4th Sunday in Ordinary Time

In Due Course


This past week, the Institute of the Blessed Virgin Mary, more commonly known as the Loretto Sisters, and their sister congregation, the Congregation of Jesus, celebrated Mary Ward Week. Hearing this Sunday’s Gospel shed a particular light on the life and work of Mary Ward, their founder. Mary Ward’s contributions to the life of the Church, like many women through history, were sadly not valued in her time as they ought to have been. Mary Ward lived from 1585 to 1645, during a particularly difficult time for Catholics in England.
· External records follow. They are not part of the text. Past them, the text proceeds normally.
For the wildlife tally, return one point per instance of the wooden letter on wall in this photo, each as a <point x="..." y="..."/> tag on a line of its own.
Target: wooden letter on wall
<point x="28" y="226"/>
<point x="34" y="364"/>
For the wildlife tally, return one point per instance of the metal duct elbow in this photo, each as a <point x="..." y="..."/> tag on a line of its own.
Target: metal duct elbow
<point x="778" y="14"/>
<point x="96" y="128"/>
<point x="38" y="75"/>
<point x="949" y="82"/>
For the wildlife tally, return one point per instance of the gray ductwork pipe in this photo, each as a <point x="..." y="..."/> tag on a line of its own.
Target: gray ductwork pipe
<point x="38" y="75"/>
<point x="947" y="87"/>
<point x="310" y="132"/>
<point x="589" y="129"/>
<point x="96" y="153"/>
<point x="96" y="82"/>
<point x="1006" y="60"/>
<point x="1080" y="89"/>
There are three significant moments in her spiritual journey which became the founding experiences of her Institute: Her Glory Vision (1609), the Inspiration to follow the Ignatian Way of Life (1611), and the ‘Just Soul’ experience (1615).
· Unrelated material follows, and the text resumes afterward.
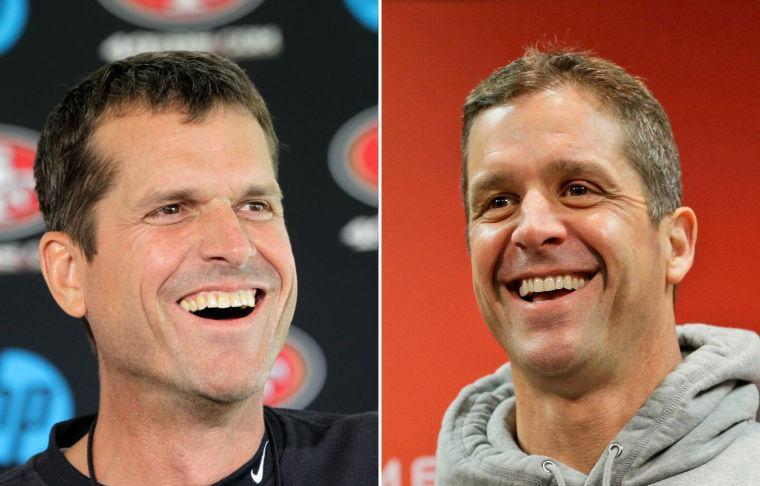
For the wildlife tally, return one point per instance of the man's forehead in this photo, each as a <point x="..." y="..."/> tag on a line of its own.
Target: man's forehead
<point x="156" y="149"/>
She developed a spirituality that in everything, one:

  • Works for the greater glory of God
  • Seeks and finds God in all things
  • Works to be “wholly God’s”
  • Refers everything to God
  • Be contemplative in action


Mary Ward discerned a vocation from a young age, but at the time, women in the Church were limited to cloistered, contemplative communities. Mary sought a more active role in ministry, instead opting to forge a path ahead on her own. By the age of 24, she had a small following of like-minded trailblazers who had helped open a school for young women. The controversy and expansion of her following eventually led her to Rome (by foot) to plead the case for her Institute (which had already been welcomed by numerous Bishops throughout Europe). Her congregation was suppressed in 1631 by Pope Urban, she was labeled a heretic, and was briefly confined to prison in a convent. After being released from prison, the Pope dropped the charges of heresy. After the suppression, Mary Ward continued to orchestrate the running of the schools in local dioceses using her network of female friends/companions. In 1637 she was able to travel to London, where she and her companions continued their mission. She passed away in 1645, and was buried outside of the city, for fear of desecration. Her funeral was attended by Anglicans and Catholic alike.


Like today’s Gospel reading, this prophet was not recognized in her own time. It is only in the time after, that we see just how incredible her life’s mission was, and indeed her legacy continues to be. Mary Ward was declared venerable (the first step to Sainthood) by Benedict XVI in 2009. Let us pray that Mary Ward’s example of fortitude and devotion be a continued inspiration to us.